The workplaces of the UK are changing as employers increasingly turn to contractors to fill roles in a range of sectors. But while you might assume this is the employer’s preference, whether it’s due to concerns about Brexit or the desire to lower costs, it’s actually today’s professionals that, in many cases, are calling the shots.
A recent survey found that three-in-ten employees want to start their own business to gain the freedom, autonomy and flexibility they currently lack. The surge in remote working in recent years shows just how important additional flexibility is for many workers and this has given employers little choice but to react.
Fortunately, employing contractors can be a win-win situation for both employers and freelancers as long as it’s managed in the right way. That’s why contractors are fast becoming the future of the workforce.
The current contractor market
Research reveals that the freelance and contractor market has grown by 36 percent since 2008, with 44 percent of UK business leaders admitting that their current recruitment models are likely to be redundant by 2020. Rather than relying on permanent staff, 27 percent of hiring managers have admitted they will hire temporary or contract workers to support the digital transformation of their organisation and fill other business-as-usual positions.
This increasing reliance on contract workers is partly the result of a talent shortage among permanent employees in specific sectors. A survey of 1,000 UK employees found that 28 percent wanted to work as contractors, while 23 percent said it was an ambition they would fulfil. Given that many contractors often have quite specific skill sets, many employers are choosing or being forced to look towards the temporary market.
The IT talent shortage
According to a survey by a cloud service provider, 88 percent of hiring managers feel there are insufficient numbers of IT candidates in the marketplace with the necessary skills to fill the roles. That skills shortage has created an opportunity that IT contractors and freelancers are perfectly placed to capitalise on.

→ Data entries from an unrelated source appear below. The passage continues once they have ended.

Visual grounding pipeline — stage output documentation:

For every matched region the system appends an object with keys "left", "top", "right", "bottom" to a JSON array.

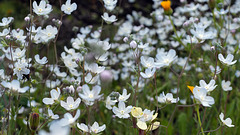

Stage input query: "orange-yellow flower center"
[
  {"left": 187, "top": 85, "right": 194, "bottom": 93},
  {"left": 161, "top": 1, "right": 171, "bottom": 11}
]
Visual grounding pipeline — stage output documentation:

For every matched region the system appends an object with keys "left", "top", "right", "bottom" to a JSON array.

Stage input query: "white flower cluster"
[{"left": 0, "top": 0, "right": 239, "bottom": 133}]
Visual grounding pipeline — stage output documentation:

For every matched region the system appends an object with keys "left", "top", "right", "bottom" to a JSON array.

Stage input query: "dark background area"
[{"left": 0, "top": 0, "right": 182, "bottom": 59}]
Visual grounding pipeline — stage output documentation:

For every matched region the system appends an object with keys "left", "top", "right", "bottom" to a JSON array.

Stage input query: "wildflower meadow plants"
[{"left": 0, "top": 0, "right": 240, "bottom": 135}]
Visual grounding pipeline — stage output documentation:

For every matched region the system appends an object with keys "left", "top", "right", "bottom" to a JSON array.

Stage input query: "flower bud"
[
  {"left": 130, "top": 40, "right": 137, "bottom": 48},
  {"left": 76, "top": 86, "right": 82, "bottom": 92},
  {"left": 5, "top": 35, "right": 11, "bottom": 40},
  {"left": 24, "top": 16, "right": 30, "bottom": 22},
  {"left": 68, "top": 85, "right": 75, "bottom": 93},
  {"left": 231, "top": 29, "right": 236, "bottom": 33},
  {"left": 58, "top": 20, "right": 62, "bottom": 25},
  {"left": 161, "top": 0, "right": 173, "bottom": 15},
  {"left": 210, "top": 46, "right": 215, "bottom": 51},
  {"left": 123, "top": 37, "right": 128, "bottom": 42},
  {"left": 100, "top": 70, "right": 113, "bottom": 82},
  {"left": 72, "top": 26, "right": 79, "bottom": 32},
  {"left": 29, "top": 112, "right": 40, "bottom": 131},
  {"left": 208, "top": 0, "right": 216, "bottom": 10},
  {"left": 163, "top": 8, "right": 173, "bottom": 15},
  {"left": 52, "top": 18, "right": 56, "bottom": 22}
]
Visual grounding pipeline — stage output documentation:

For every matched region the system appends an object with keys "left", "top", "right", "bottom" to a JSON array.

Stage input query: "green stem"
[
  {"left": 31, "top": 130, "right": 35, "bottom": 135},
  {"left": 168, "top": 15, "right": 186, "bottom": 48},
  {"left": 196, "top": 105, "right": 204, "bottom": 135}
]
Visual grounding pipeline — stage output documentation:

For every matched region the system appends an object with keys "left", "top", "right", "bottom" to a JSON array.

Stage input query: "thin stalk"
[
  {"left": 196, "top": 105, "right": 204, "bottom": 135},
  {"left": 154, "top": 73, "right": 159, "bottom": 112},
  {"left": 168, "top": 15, "right": 185, "bottom": 48},
  {"left": 166, "top": 37, "right": 193, "bottom": 134},
  {"left": 201, "top": 125, "right": 222, "bottom": 134}
]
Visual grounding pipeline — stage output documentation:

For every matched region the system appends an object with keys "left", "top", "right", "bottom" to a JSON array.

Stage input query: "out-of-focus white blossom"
[
  {"left": 61, "top": 0, "right": 77, "bottom": 15},
  {"left": 33, "top": 0, "right": 52, "bottom": 16}
]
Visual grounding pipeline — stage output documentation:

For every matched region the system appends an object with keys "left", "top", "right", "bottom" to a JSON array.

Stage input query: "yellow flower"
[
  {"left": 161, "top": 0, "right": 171, "bottom": 11},
  {"left": 137, "top": 121, "right": 148, "bottom": 130},
  {"left": 136, "top": 113, "right": 160, "bottom": 131},
  {"left": 187, "top": 85, "right": 194, "bottom": 93},
  {"left": 131, "top": 107, "right": 143, "bottom": 118},
  {"left": 148, "top": 121, "right": 160, "bottom": 131}
]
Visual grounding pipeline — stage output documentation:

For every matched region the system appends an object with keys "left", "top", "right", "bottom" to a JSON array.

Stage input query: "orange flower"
[
  {"left": 161, "top": 0, "right": 171, "bottom": 11},
  {"left": 187, "top": 86, "right": 194, "bottom": 93}
]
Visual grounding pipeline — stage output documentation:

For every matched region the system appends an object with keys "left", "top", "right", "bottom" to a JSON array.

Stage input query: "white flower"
[
  {"left": 138, "top": 42, "right": 149, "bottom": 49},
  {"left": 34, "top": 54, "right": 48, "bottom": 64},
  {"left": 138, "top": 109, "right": 154, "bottom": 122},
  {"left": 131, "top": 107, "right": 160, "bottom": 131},
  {"left": 48, "top": 108, "right": 59, "bottom": 119},
  {"left": 1, "top": 80, "right": 29, "bottom": 93},
  {"left": 235, "top": 70, "right": 240, "bottom": 77},
  {"left": 61, "top": 0, "right": 77, "bottom": 15},
  {"left": 198, "top": 79, "right": 217, "bottom": 93},
  {"left": 90, "top": 122, "right": 106, "bottom": 134},
  {"left": 183, "top": 35, "right": 200, "bottom": 44},
  {"left": 0, "top": 69, "right": 5, "bottom": 79},
  {"left": 103, "top": 0, "right": 117, "bottom": 11},
  {"left": 118, "top": 88, "right": 131, "bottom": 102},
  {"left": 13, "top": 48, "right": 26, "bottom": 60},
  {"left": 78, "top": 84, "right": 103, "bottom": 103},
  {"left": 60, "top": 96, "right": 81, "bottom": 111},
  {"left": 215, "top": 8, "right": 229, "bottom": 15},
  {"left": 12, "top": 29, "right": 26, "bottom": 43},
  {"left": 61, "top": 53, "right": 78, "bottom": 71},
  {"left": 33, "top": 0, "right": 52, "bottom": 16},
  {"left": 112, "top": 101, "right": 132, "bottom": 119},
  {"left": 105, "top": 96, "right": 117, "bottom": 109},
  {"left": 42, "top": 88, "right": 61, "bottom": 105},
  {"left": 140, "top": 56, "right": 155, "bottom": 68},
  {"left": 157, "top": 92, "right": 179, "bottom": 104},
  {"left": 39, "top": 121, "right": 70, "bottom": 135},
  {"left": 193, "top": 87, "right": 214, "bottom": 107},
  {"left": 140, "top": 68, "right": 156, "bottom": 79},
  {"left": 103, "top": 0, "right": 117, "bottom": 6},
  {"left": 27, "top": 26, "right": 42, "bottom": 33},
  {"left": 219, "top": 113, "right": 234, "bottom": 127},
  {"left": 190, "top": 22, "right": 215, "bottom": 40},
  {"left": 77, "top": 122, "right": 106, "bottom": 134},
  {"left": 0, "top": 28, "right": 10, "bottom": 36},
  {"left": 80, "top": 26, "right": 92, "bottom": 35},
  {"left": 13, "top": 59, "right": 30, "bottom": 80},
  {"left": 85, "top": 73, "right": 99, "bottom": 84},
  {"left": 95, "top": 52, "right": 108, "bottom": 61},
  {"left": 97, "top": 41, "right": 111, "bottom": 51},
  {"left": 0, "top": 17, "right": 13, "bottom": 27},
  {"left": 155, "top": 49, "right": 178, "bottom": 68},
  {"left": 89, "top": 63, "right": 105, "bottom": 74},
  {"left": 45, "top": 79, "right": 61, "bottom": 88},
  {"left": 101, "top": 12, "right": 117, "bottom": 24},
  {"left": 38, "top": 25, "right": 58, "bottom": 42},
  {"left": 77, "top": 123, "right": 89, "bottom": 132},
  {"left": 60, "top": 109, "right": 80, "bottom": 126},
  {"left": 221, "top": 80, "right": 232, "bottom": 91},
  {"left": 218, "top": 53, "right": 237, "bottom": 66},
  {"left": 209, "top": 65, "right": 221, "bottom": 74}
]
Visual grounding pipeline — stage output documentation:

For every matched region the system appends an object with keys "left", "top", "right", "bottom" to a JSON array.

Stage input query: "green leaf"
[{"left": 177, "top": 113, "right": 188, "bottom": 135}]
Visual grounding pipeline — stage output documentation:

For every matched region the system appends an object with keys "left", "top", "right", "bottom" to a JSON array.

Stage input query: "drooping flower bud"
[{"left": 29, "top": 112, "right": 40, "bottom": 131}]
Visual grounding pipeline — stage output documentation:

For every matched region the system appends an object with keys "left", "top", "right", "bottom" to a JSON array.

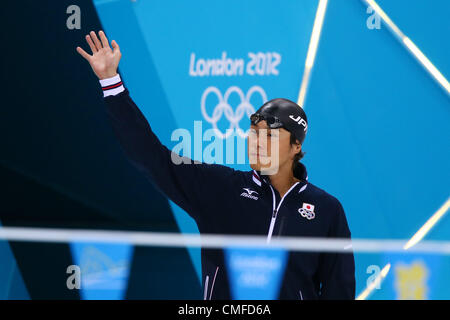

In particular, hiring managers are finding there is a lack of skills in areas such as data analysis, internet and networking and web application development. Until greater emphasis is placed on encouraging young people to train in these cutting-edge skills, employers are continuing to rely on contractors to bridge the gap.
This trend is occurring across all sectors, from the creative industries through to health. However, it is the public sector and charities where the biggest rise in contractors has been seen, with interim IT experts being hired for anything from 6 to 36 months for digital transformation and other roles.
Managing a contractor workforce
While the growth in the contractor and freelance workforce has the potential to be positive both for employers and workers, it can also pose a challenge for organisations that have not relied on contractors before. Learning how to obtain and maintain visibility of employed and non-employed workers and manage them as a single workforce is something many employers are yet to grasp.
Three areas employers would be to wise to focus on to effectively incorporate contractors into their team include early induction, effective communication and productivity management. It’s also important to consider how the skills the contractor brings can migrate to the permanent workforce so they can continue to add value even after their contract is over.
Expert advice for firms that have not employed freelancers before is to take one step at a time. Outsourcing a small project to a contractor is a sensible way to start. The lessons learned and feedback from the contractor and other stakeholders can then be used to inform your next project. Learning these lessons allows businesses to benefit from the flexibility contractors offer without sacrificing consistency.
The future looks bright
While the growth of the contractor market represents both opportunities and challenges for the modern workforce, the future for contractors and employers is bright. With many businesses showing little sign of delaying growth or innovation plans, firms that are prepared to hire contractors are perfectly placed to achieve their goals.